The punctuation, inverted commas, and regular use of initial capitals in the text are the Editor’s. The MSS. vary in their use of capitals, the same MS. being often inconsistent with itself, while the Cambridge text frequently employs them for unimportant words in the middle of the line, as p. 33, l. 45, Ar, &c. Capitals have been added in the case of all proper names. Letters and words which are obscure or illegible in the MS., or which appear to have been accidentally omitted, are enclosed in square brackets, and a hyphen has been inserted where the MS. separates a prefix or particle from the rest of the word. The MS. writings ff, þ, ȝ, v for u and vice versa, have been retained in the text, and ɫɫ, ŧħ, expanded to lle, the, but it was not thought advisable to expand m~, n~, to me, ne, nor other letters such as d, r, g, when written with a final flourish. Fifteenth-century scribes appear to have used such flourishes at the end of the word rather as a matter of habit than with any particular meaning, and the forms to which expansion of them would lead, such as one, onne for on, are frequently most improbable. It was therefore thought better to ignore such flourishes, or to indicate the persistent use of them by a footnote.

As the conclusions arrived at in the Introduction with regard to the relationship of the English and Latin versions in MS. Harl. 913, and the verbal connexion with the Soul and Body Dialogues, agree, to some extent, with those indicated by Heuser, Die Kildare-Gedichte, pp. 176-80, it is only reasonable to state that the greater part of the work upon the subject had been done, and a projected article upon it written in reply to Professor Fiedler’s in the Modern Language Review, before I had any knowledge of Heuser’s text, and that my conclusions had been formed independently of his, though his have helped to strengthen and confirm them. Moreover I owe his work a very real debt, since I first learned from it of the existence of the Cambridge Text, which has been a most important link in the building up of the general theory as to the connexion between the different versions of the poem.

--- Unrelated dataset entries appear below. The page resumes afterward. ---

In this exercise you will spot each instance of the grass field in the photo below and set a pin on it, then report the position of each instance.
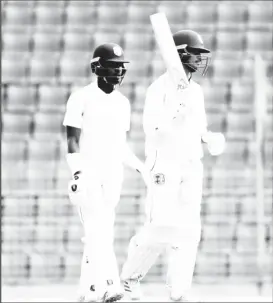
(152, 293)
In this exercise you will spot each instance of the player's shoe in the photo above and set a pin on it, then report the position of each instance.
(92, 295)
(132, 289)
(183, 299)
(113, 294)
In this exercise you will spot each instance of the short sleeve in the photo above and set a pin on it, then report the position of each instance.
(74, 111)
(202, 117)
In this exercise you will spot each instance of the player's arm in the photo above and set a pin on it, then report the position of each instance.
(215, 141)
(154, 120)
(73, 147)
(73, 123)
(129, 158)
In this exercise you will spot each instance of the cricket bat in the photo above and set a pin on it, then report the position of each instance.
(168, 51)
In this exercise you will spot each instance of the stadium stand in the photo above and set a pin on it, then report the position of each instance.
(46, 49)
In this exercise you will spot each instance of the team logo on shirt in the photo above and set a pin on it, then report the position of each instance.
(117, 50)
(182, 85)
(159, 179)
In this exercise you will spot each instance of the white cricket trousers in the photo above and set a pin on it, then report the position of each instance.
(97, 214)
(173, 224)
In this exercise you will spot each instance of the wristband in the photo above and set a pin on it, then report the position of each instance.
(74, 162)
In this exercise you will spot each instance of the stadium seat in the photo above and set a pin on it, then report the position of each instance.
(16, 41)
(21, 98)
(229, 178)
(140, 95)
(81, 16)
(205, 14)
(48, 125)
(49, 17)
(258, 42)
(269, 126)
(247, 69)
(137, 41)
(43, 68)
(14, 68)
(55, 207)
(51, 4)
(211, 265)
(248, 210)
(13, 179)
(78, 41)
(46, 41)
(225, 69)
(72, 268)
(231, 16)
(42, 150)
(138, 15)
(243, 265)
(227, 41)
(242, 97)
(259, 14)
(240, 125)
(15, 206)
(49, 238)
(174, 11)
(16, 16)
(46, 267)
(16, 126)
(74, 68)
(18, 238)
(269, 237)
(215, 96)
(75, 234)
(102, 36)
(63, 175)
(220, 209)
(14, 267)
(268, 152)
(217, 238)
(111, 15)
(14, 150)
(216, 121)
(52, 98)
(40, 175)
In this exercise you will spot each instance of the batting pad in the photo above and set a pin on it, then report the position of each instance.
(140, 261)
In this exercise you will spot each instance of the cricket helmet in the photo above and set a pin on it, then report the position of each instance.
(108, 63)
(191, 50)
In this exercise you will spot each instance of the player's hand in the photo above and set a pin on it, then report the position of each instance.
(77, 189)
(215, 142)
(77, 175)
(146, 176)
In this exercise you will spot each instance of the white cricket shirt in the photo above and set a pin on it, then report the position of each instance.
(173, 123)
(104, 120)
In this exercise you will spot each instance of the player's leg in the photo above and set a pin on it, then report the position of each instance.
(142, 253)
(182, 255)
(92, 281)
(111, 190)
(181, 263)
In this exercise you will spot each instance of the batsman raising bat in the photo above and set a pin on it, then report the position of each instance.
(175, 125)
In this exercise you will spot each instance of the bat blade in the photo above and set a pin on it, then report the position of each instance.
(168, 50)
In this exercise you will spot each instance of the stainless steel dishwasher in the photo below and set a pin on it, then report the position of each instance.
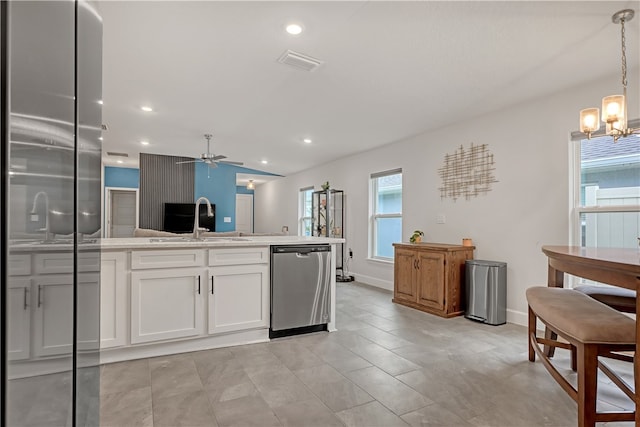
(300, 289)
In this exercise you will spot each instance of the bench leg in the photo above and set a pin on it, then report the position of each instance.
(532, 331)
(587, 384)
(549, 351)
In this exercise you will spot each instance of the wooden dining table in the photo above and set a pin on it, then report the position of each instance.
(613, 266)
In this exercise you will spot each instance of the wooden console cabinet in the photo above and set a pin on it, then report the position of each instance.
(430, 277)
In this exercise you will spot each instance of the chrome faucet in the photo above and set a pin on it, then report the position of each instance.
(196, 222)
(47, 233)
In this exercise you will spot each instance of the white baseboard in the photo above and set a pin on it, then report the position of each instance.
(373, 281)
(517, 317)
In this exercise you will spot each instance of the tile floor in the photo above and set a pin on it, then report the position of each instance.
(388, 365)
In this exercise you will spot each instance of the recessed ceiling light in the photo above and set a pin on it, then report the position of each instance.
(294, 29)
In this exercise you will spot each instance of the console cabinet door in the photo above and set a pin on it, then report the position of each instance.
(167, 304)
(238, 298)
(430, 279)
(404, 275)
(113, 299)
(19, 313)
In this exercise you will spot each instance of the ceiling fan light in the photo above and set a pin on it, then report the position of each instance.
(589, 120)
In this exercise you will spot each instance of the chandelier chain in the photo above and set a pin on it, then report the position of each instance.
(624, 58)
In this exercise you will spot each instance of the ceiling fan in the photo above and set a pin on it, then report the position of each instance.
(209, 158)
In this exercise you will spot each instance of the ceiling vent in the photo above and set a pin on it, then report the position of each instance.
(299, 61)
(114, 154)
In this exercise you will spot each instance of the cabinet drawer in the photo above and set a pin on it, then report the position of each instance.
(62, 262)
(141, 260)
(19, 265)
(237, 256)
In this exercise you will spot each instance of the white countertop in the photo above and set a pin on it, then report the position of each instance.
(171, 243)
(211, 242)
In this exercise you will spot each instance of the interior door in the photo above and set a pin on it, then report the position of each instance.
(244, 213)
(122, 219)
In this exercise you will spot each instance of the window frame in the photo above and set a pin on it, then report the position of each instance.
(374, 216)
(301, 210)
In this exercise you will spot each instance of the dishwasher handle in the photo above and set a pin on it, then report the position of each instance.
(300, 250)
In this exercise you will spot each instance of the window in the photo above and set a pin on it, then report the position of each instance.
(607, 193)
(304, 211)
(386, 213)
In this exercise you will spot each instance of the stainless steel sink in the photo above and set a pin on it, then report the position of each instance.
(191, 239)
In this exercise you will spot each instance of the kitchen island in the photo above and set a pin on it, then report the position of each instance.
(170, 295)
(158, 296)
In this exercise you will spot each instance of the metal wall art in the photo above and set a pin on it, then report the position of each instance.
(467, 172)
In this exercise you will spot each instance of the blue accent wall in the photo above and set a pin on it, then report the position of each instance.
(121, 177)
(219, 186)
(216, 184)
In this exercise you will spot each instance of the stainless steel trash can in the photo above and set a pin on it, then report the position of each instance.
(486, 291)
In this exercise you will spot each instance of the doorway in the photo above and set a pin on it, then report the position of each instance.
(121, 216)
(244, 213)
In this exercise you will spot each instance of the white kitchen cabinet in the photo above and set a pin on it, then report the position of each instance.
(238, 256)
(167, 258)
(19, 313)
(88, 303)
(113, 299)
(167, 304)
(238, 298)
(53, 315)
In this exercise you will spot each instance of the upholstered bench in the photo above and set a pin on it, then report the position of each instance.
(591, 329)
(619, 298)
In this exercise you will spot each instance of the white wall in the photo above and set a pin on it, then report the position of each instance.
(528, 207)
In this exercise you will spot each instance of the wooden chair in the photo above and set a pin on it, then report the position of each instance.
(591, 329)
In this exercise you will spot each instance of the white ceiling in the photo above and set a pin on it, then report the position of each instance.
(392, 69)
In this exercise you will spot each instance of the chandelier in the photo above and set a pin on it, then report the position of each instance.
(614, 107)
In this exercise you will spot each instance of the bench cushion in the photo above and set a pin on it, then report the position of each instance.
(575, 315)
(619, 298)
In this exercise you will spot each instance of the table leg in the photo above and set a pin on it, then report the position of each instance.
(555, 279)
(636, 359)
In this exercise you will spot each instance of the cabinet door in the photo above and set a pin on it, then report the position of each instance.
(19, 313)
(53, 315)
(238, 298)
(404, 275)
(167, 304)
(113, 299)
(88, 327)
(430, 279)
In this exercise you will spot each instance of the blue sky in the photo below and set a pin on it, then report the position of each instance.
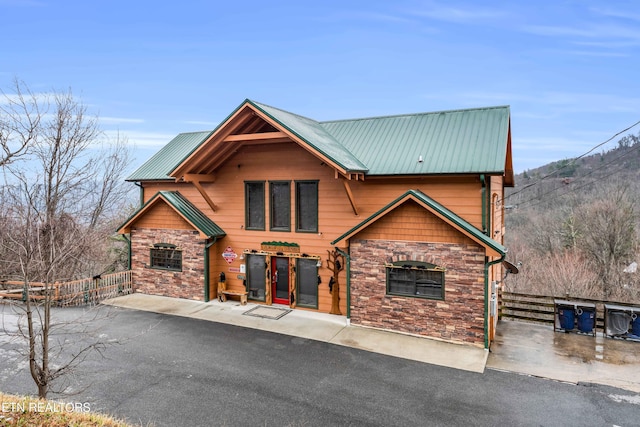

In conclusion, it is a pleasure to express thanks for kind and courteous assistance to the authorities of the British Museum, the Public Record Office, the Bodleian, Cambridge University Library and Lincoln Cathedral Library; to the librarian of Lambeth Palace Library, to whom I am indebted for the collation of the Lambeth text; to the authorities of Magdalene College, Cambridge, for permission to copy and print the Maitland text; to Lord Harlech for the loan of the Porkington MS.; to Professor Fiedler for permission to use the Brighton text; to Professor Priebsch, who pointed out the text in MS. Harl. 4486; to Miss Helen Sandison, of Bryn Mawr College, U.S.A., for the discovery of the text in the Appendix and for two of the Analogues, and to Professor Skeat for valuable advice and suggestions. In particular this text owes much to my Father, Sir James Murray of the Oxford Dictionary, who has read the proofs, and in the midst of his own arduous work has always been ready with help and advice, to my friend Miss K. S. Block, Lecturer in English at the Royal Holloway College, and, above all, to Dr. Furnivall, in whom all scholars and students of English mourn to-day the loss of a great pioneer, and an ever-ready friend and adviser.

Oxford,

July 1910.

Since this was sent to press two other copies of the B version have come to light at Cambridge, and have by kind permission been inserted on pp. 47, 48 as Appendix II:—

(B 19) MS. Trinity College R. 3. 21, fol. 33, vo, a copy of the normal B version in seven stanzas.

(B 20) MS. Trinity College B. 15. 39, fol. 170, which contains nine stanzas of the expanded text preserved in MSS. Lambeth and Laud, and appears to represent a distinct copy of the original of these two (see Introd. p. xix).


[1.] A second Latin version of an Erthe poem, together with the same poem in Anglo-French, and in Middle English, occurs on the back of a Roll in the Public Record Office, dating from the time of Edward II (Exr. K. R. Proceedings, Bdle. 1; old No. 845/21), and in a 19th cent. transcript of this in MS. Brit. Mus. Addit. 25478; it is given in the Appendix. Both the Latin and the French appear to be translations or paraphrases of the English, with an additional verse or two.